The building needs extensive remodeling. Small offices will be gutted. Six new preschool-through-kindergarten classes each need a bathroom. Three more elementary rooms and a middle school room each need a sink.
The school leaves behind three western red cedars and murals showing savannah, marine, desert and rain forest animals, signed in paint with students' handprints.
Clark wants to keep the huge tractor tire from the old playground. Six feet in diameter and weighing a ton, it has been a great for climbing. Wooden structures set in concrete must be abandoned and replaced. Rubber mats will replace wood chips.
Dorothy Clark will take the daffodils, tulips and heather the students planted.
The low estimate was $150,000. The high, over $400,000.
"I don't believe in either estimate," said Ralph Clark, hoping it will be in between.
They hope the first day in the new school will be the Wednesday after Labor Day. They'd don't want to upset students by moving in the middle of the school year.
But if renovation isn't complete, they'll move during Christmas break.
"I know it's not the way our staff would like to spend their holiday," said Rautio. "We are feeling really positive to open in September."
Parents complained about a lack of information. Since April, only two updates about the new building, promised weekly, have been distributed.

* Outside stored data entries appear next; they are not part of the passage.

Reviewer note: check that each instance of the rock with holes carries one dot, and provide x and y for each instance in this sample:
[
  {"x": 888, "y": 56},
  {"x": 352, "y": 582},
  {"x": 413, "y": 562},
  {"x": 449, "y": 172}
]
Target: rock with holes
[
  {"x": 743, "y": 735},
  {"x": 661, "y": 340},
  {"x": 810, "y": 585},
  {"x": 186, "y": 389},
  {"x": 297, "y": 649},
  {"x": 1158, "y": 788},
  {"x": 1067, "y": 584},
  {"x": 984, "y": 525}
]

"They haven't actually signed a lease," one parent claimed. "They have yet to see how much the landlord is going to pay for changes. If they had signed a lease, they would have told us."
"The building is leased," said Rautio, when asked - for twenty years. "It's all buttoned up."
The architect is applying for permits. Contractors are being hired. The work still has to be done.
"I have low confidence the process will go as fast as they think it will," said one parent.
The directors said they had searched though everything in West Seattle.
Harbor Properties invited the school back, but to inadequate space and no outside playground.
The Old Fauntleroy School House wasn't big enough, the Montessori competing with the day care there.
Fairmont Park, less than one mile south, was attractive. The Seattle School District recently changed its rules, offering empty school buildings at discounted rent to educational organizations. But the building was twice what the school needed. Triple-net responsibility (all taxes, insurance and maintenance) plus an estimated $3 million for renovation, scared the directors off.
"I don't think they exhausted their options," one parent complained.
The new location is five miles south.
"We were told the priority was west of 35th and north of Roxbury," one parent said. "This new location is neither."
Though most live in West Seattle, some parents commute from Queen Anne, Kent, Des Moines. One family drives from Preston, near Issaquah. For some, the drive against the traffic to the new location may be quicker.
"It's bad for people if they work downtown and they live in the Admiral District," said Linda Lubow, a parent who carpools from Seward Park. "It wouldn't make any sense for them to stay."
Even while complaining, parents are quick to praise the teachers and the education.
"If they communicated with us as well as they communicate with our children," said one parent, "then we would have a better feeling about the move."
At least one family has pulled its children out because of the move.
"I'm going to give it one more year," said another parent. "My pro-list is still longer than the con-list, but it's getting shorter."
Parents have already paid the first two of 10 tuition payments for the next school year.
How many students return won't be clear until autumn. The directors admit numbers may be down. Usually word-of-mouth brings in new students.
"This might be the first time we have to have an advertising campaign," said Ralph.